Llegó a Neiva hace quince años, con la esperanza de encontrar oportunidades. Sin embargo, el destino lo condujo a un rincón olvidado, donde desde hace doce años levanta, día a día, un cambuche en lo profundo del vacío. Su refugio, más cercano a la intemperie que a un hogar, se convierte en un campo de batalla cuando arrecia la lluvia o cuando el sol cae inclemente, filtrándose sin piedad entre los rotos de las tejas de zinc y los machimbres desordenadamente ubicados.

Paradójicamente, ‘El Paisa’ no es ajeno al estudio. A pesar de su formación, la vida lo empujó a la precariedad social, por lo que debe rebuscarse el sustento cuidando carros y motocicletas en los alrededores del supermercado Olímpica del sector. Allí pasa largas jornadas, aferrado a monedas que apenas alcanzan para sobrevivir.

Pero no todo es precariedad material. En medio de la oscuridad que rodea su vivienda, Welkin asegura haber vivido episodios que le erizan la piel: halones inexplicables en la noche, risas de niños que surgen de la nada y sonidos que rompen el silencio como si algo invisible reclamara presencia en ese lugar. Relatos que, lejos de parecer ficción, se convierten en otra carga más en su ya difícil existencia.

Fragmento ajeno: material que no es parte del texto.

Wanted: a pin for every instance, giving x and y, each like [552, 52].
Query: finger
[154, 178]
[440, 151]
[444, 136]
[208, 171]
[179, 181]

Hoy, su voz se alza entre la necesidad y la esperanza. No pide lujos, solo una oportunidad: algo de comida, algunos ladrillos, cemento o arena que le permitan levantar una estructura digna sobre ese terreno hostil. Su historia, más que un relato de carencias, es un grito silencioso que clama por solidaridad en medio del olvido.

Mientras continúa enfrentando las dificultades de vivir en condiciones precarias, Welkin Alexander García mantiene la esperanza de recibir el apoyo de personas solidarias. Su mayor anhelo es construir un espacio seguro donde pueda vivir con dignidad y dejar atrás años de incertidumbre y abandono.